One side interest that my recent work with OSM has piqued, however, is that of local history.  I was looking through the old Camp Livingston area at how little remains of the original encampment since it was deactivated in 1945.  65 years of neglect has erased most everything of the original roadways, even though 500,000 troops trained their over the facility’s commission.  It’s almost something worth filming for an episode of Life After People.  It’s interesting to note that one of the very first Japanese prisoners of war, one of the men inhabiting a midget submarine that went aground at Pearl Harbor, were kept at Camp Livingston, and that there was a P.O.W. cemetery at Camp Livingston; the headstones were moved to a different location long ago, but the bodies remain in the graves, unmarked.
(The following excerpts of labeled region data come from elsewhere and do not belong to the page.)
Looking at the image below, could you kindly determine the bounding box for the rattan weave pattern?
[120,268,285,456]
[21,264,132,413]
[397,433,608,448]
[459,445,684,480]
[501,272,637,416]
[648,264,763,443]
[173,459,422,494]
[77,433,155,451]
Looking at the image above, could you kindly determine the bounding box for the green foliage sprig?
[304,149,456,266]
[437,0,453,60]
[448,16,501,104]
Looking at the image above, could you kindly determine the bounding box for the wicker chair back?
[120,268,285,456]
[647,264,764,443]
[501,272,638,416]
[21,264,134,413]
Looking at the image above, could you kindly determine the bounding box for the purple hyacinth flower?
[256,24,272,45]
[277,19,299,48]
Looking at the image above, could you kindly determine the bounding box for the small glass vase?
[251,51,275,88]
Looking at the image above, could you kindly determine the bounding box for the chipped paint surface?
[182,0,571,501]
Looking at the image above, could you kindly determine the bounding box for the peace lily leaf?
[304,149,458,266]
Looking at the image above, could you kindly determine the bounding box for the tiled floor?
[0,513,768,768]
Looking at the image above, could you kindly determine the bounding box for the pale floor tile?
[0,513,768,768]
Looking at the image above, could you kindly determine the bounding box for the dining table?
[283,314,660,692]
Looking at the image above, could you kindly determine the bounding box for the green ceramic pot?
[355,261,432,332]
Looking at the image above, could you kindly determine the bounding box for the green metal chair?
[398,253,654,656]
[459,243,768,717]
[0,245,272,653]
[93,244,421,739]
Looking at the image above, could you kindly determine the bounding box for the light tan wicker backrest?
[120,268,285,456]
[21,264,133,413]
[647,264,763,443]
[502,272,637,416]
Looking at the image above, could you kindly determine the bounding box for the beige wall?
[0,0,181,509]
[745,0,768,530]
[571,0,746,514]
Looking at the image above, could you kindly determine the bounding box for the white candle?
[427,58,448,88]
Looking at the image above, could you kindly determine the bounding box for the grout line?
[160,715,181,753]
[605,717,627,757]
I find it intriguing to look at aerial photography, such as that provided by Microsoft’s Bing Maps, to look over the area and survey such remnants.  One thing that I found fascinating was the level of rail traffic that once came through Alexandria.  The Missouri Pacific Railroad expanded into Alexandria in 1892.  At some point, the path of the railway was changed through to a more indirect route into the city, roughly paralleling I49.  However, the original path of the railway can still be seen.  Most of it is overgrown with grass, though the path of the track is still uncovered by trees.  The rails still appear visible in many areas.  Other areas have seen the rails paved or redeveloped over.  Some parts of the original Missouri-Pacific rails still remained in the old TIGER data.  I’ve completed the missing segments of the railway from the Alexandria levee to west of Willow Glen where it would have joined with the still-used railway, and marked this area appropriately as abandoned rail.  What other interesting historical elements could be added to the map?

The main point is that it’s fascinating to see towns reinvent themselves, even small ones such as Alexandria.  In fact, I suspect it’s even more fascinating in said small towns, because small-scale reinvention often leaves behind visible evidence of the town’s history and the times and industries that it suffered through.

I find a sadly small amount of information about such things on the Internet.  I’m sure that Alexandria Daily Town Talk has much of these events in its archive.  It’s a shame that the paper, in its losing struggle to remain profitable in a New Media era, will likely never invest in digitizing its historical catalog.  If such a thing were to become a volunteer effort, I would gladly spend time transcribing the microfilm copies of the newspaper, which actually goes back to about 20 years after the Civil War, for online consumption.